On June 24, 2001, President of the United States George W. Bush nominated Young as Assistant Secretary of the Navy (Research, Development and Acquisitions) and he was sworn in on July 17, 2001. He served in this office until November 6, 2005. During his time as Assistant Secretary of the Navy (Research, Development and Acquisitions), Young sought to help contain the research and development and procurement costs of the United States Department of the Navy.
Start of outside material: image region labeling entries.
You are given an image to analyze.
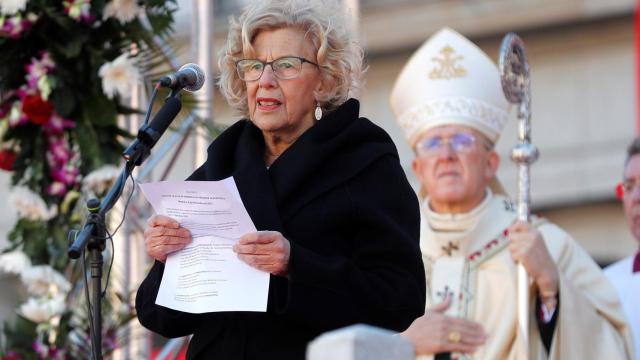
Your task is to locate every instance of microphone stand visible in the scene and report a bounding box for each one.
[68,88,181,360]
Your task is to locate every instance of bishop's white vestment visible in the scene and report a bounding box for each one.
[419,190,633,360]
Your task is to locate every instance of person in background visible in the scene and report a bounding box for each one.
[136,0,425,360]
[604,138,640,360]
[391,28,633,360]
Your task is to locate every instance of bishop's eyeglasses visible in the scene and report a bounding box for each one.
[416,133,492,156]
[236,56,319,81]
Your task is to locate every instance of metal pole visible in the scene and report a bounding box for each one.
[344,0,360,39]
[500,33,538,354]
[191,0,214,166]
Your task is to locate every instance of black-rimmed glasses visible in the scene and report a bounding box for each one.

A supporter of missile defense, he (along with Chief of Naval Operations Admiral Vern Clark and Lieutenant General Ronald T. Kadish), oversaw the transfer of the USS Lake Erie (CG-70) to the Missile Defense Agency; the procurement of the RIM-161 Standard Missile 3; and the modification of Arleigh Burke class destroyers to provide sea-based missile defense. Young began the RIM-174 Standard ERAM program and oversaw the addition of the AIM-120 AMRAAM to the Navy's Standard Missile. He also successfully earned Congressional approval for funding for the first Virginia class submarine. Other major initiatives included awarding contracts to begin construction of Zumwalt class destroyers, the P-8 Poseidon, the Lewis and Clark class dry cargo ships, the VH-71 Kestrel, and the Littoral Combat Ships. With his Air Force counterpart, he approved the Joint Tactical Radio System and the Distributed Common Ground System plan.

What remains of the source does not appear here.